CISA Cybersecurity Framework
The CISA Cybersecurity Framework is a trusted, standards‑based model that helps organisations improve their cybersecurity resilience. Built around globally recognised best practices, it provides a clear roadmap for identifying risks, protecting critical systems, detecting threats, responding to incidents, and recovering operations effectively. The framework is flexible, scalable, and suitable for organisations of all sizes, enabling stronger security maturity and greater confidence in the face of evolving cyber threats.
Although widely associated with the NIST Cybersecurity Framework, CISA promotes and supports its adoption across critical infrastructure, public‑sector organisations, and private businesses. The framework is intentionally flexible, allowing organisations of any size or maturity level to use it as a roadmap for improving cybersecurity resilience.
The Five Core Functions
These functions form the backbone of the framework:
Identify — Understand your assets, risks, dependencies, and vulnerabilities.
Protect — Implement safeguards such as secure configurations, access controls, and staff training.
Detect — Monitor systems and networks to spot suspicious or abnormal activity.
Respond — Take coordinated action to contain and mitigate cybersecurity incidents.
Recover — Restore operations, repair damage, and strengthen defences after an incident.
The CISA Cybersecurity Framework is built on a layered architecture: Core Functions → Categories → Subcategories → Informative References → Implementation Tiers → Profiles.
Together, these components create a flexible, risk‑based model that organisations can adopt regardless of size, maturity, or sector.
The Five Core Functions (The Strategic Backbone)
These are the high‑level pillars that define the entire framework.

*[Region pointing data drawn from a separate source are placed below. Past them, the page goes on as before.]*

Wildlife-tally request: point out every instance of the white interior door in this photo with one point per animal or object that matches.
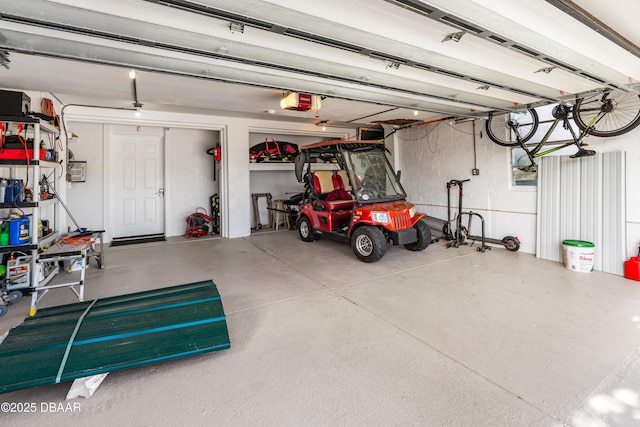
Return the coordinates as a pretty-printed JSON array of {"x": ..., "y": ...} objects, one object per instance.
[{"x": 137, "y": 183}]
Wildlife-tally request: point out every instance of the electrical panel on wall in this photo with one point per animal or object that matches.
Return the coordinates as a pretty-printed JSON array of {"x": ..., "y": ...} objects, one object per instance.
[{"x": 77, "y": 171}]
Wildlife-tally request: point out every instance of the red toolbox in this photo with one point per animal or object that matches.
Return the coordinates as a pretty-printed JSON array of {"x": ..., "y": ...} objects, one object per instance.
[{"x": 20, "y": 154}]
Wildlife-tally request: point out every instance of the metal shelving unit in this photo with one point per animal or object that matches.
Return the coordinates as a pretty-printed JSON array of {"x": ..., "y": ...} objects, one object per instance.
[{"x": 33, "y": 167}]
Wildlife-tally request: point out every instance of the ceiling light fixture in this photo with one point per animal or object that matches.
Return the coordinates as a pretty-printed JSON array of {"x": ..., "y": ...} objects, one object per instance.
[
  {"x": 236, "y": 27},
  {"x": 136, "y": 104},
  {"x": 323, "y": 123},
  {"x": 454, "y": 37},
  {"x": 392, "y": 64}
]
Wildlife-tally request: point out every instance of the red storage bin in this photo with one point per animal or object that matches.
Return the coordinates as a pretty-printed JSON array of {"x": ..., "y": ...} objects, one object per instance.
[{"x": 632, "y": 268}]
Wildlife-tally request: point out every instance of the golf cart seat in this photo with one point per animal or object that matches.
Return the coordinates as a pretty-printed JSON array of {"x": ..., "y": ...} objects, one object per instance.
[
  {"x": 325, "y": 182},
  {"x": 343, "y": 180}
]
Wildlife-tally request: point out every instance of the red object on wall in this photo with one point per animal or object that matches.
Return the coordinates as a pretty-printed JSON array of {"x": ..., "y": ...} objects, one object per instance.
[
  {"x": 632, "y": 268},
  {"x": 304, "y": 102}
]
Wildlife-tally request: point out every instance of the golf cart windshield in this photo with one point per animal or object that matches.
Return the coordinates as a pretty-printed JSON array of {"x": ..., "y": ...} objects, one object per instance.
[{"x": 371, "y": 175}]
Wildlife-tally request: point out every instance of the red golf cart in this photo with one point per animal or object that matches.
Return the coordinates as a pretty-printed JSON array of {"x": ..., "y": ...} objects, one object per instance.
[{"x": 360, "y": 202}]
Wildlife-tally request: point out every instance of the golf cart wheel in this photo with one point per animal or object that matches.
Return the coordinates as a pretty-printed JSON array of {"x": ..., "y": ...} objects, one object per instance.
[
  {"x": 511, "y": 243},
  {"x": 424, "y": 237},
  {"x": 369, "y": 243},
  {"x": 306, "y": 230},
  {"x": 15, "y": 296}
]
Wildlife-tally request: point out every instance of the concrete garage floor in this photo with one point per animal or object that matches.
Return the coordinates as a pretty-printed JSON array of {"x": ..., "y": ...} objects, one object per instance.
[{"x": 444, "y": 337}]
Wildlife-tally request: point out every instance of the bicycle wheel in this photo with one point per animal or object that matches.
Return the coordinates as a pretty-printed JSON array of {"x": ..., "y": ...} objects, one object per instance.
[
  {"x": 621, "y": 112},
  {"x": 501, "y": 128}
]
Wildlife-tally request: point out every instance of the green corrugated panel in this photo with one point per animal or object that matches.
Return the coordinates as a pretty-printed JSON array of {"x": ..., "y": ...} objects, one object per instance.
[{"x": 88, "y": 338}]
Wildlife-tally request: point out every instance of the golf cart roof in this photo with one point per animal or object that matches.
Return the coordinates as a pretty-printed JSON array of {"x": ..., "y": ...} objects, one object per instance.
[{"x": 333, "y": 144}]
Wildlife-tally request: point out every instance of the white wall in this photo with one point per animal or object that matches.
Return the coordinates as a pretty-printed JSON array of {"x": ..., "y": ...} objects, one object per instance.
[{"x": 432, "y": 155}]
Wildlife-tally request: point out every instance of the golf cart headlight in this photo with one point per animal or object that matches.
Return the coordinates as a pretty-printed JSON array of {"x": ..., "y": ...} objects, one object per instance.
[{"x": 381, "y": 217}]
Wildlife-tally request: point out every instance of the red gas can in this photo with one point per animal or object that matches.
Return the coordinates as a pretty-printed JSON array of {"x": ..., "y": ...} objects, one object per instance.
[{"x": 632, "y": 268}]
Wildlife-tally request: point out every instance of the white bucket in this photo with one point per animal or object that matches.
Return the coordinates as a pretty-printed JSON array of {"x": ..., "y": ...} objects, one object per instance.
[{"x": 578, "y": 255}]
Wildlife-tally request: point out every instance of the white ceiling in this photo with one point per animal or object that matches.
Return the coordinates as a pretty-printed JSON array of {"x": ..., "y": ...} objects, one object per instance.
[{"x": 370, "y": 59}]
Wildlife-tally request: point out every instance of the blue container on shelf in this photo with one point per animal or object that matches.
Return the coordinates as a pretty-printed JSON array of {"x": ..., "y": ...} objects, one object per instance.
[
  {"x": 19, "y": 230},
  {"x": 8, "y": 192}
]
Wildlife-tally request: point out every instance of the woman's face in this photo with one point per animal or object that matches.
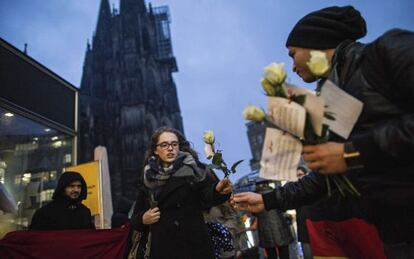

They represent the lifecycle of cybersecurity risk management.
1. Identify
Build understanding of assets, risks, business context, and governance.
2. Protect
Implement safeguards to ensure critical services remain secure.
3. Detect
Develop capabilities to identify cybersecurity events quickly.
4. Respond
Take action to contain and mitigate the impact of incidents.
5. Recover
Restore capabilities and strengthen resilience after an incident.
These functions are intentionally simple, making them accessible to non‑technical audiences while still powerful for enterprise‑level security programmes.
2. Categories (The Operational Domains)
Each function is divided into categories—thematic areas that describe what needs to be achieved.
Examples include:
Asset Management
Identity Management & Access Control
Awareness & Training
Data Security
Anomalies & Events
Incident Response Planning
Recovery Planning
Categories translate the high‑level functions into operational focus areas.
3. Subcategories (The Specific Outcomes)
Subcategories are detailed, outcome‑based statements that describe what good security looks like.
Examples:
“Physical devices and systems are inventoried.”
“Data‑in‑transit is protected.”
“Anomalous activity is detected in a timely manner.”
“Response plans are tested.”
These are not controls—they are outcomes that organisations should achieve.
4. Informative References (The Standards Mapping Layer)
These map the framework to existing standards, such as:
NIST SP 800‑53
ISO/IEC 27001
COBIT
CIS Controls
This allows organisations to integrate the framework with whatever standards they already use.
5. Implementation Tiers (The Maturity Model)
Tiers describe how well an organisation manages cybersecurity risk, from ad‑hoc to adaptive.
Tier 1 — Partial
Unpredictable, reactive, inconsistent.
Tier 2 — Risk‑Informed
Some processes exist but are not organisation‑wide.
Tier 3 — Repeatable
Policies, processes, and governance are established and consistently applied.
Tier 4 — Adaptive
Organisation uses threat intelligence, automation, and continuous improvement.
Tiers help organisations understand their current maturity and plan improvements.
6. Profiles (The Customisation Layer)
Profiles allow organisations to tailor the framework to their:
mission
risk appetite
regulatory requirements
sector
resources
Two key types:
Current Profile — where you are now
Target Profile — where you need to be
The gap between them becomes your roadmap.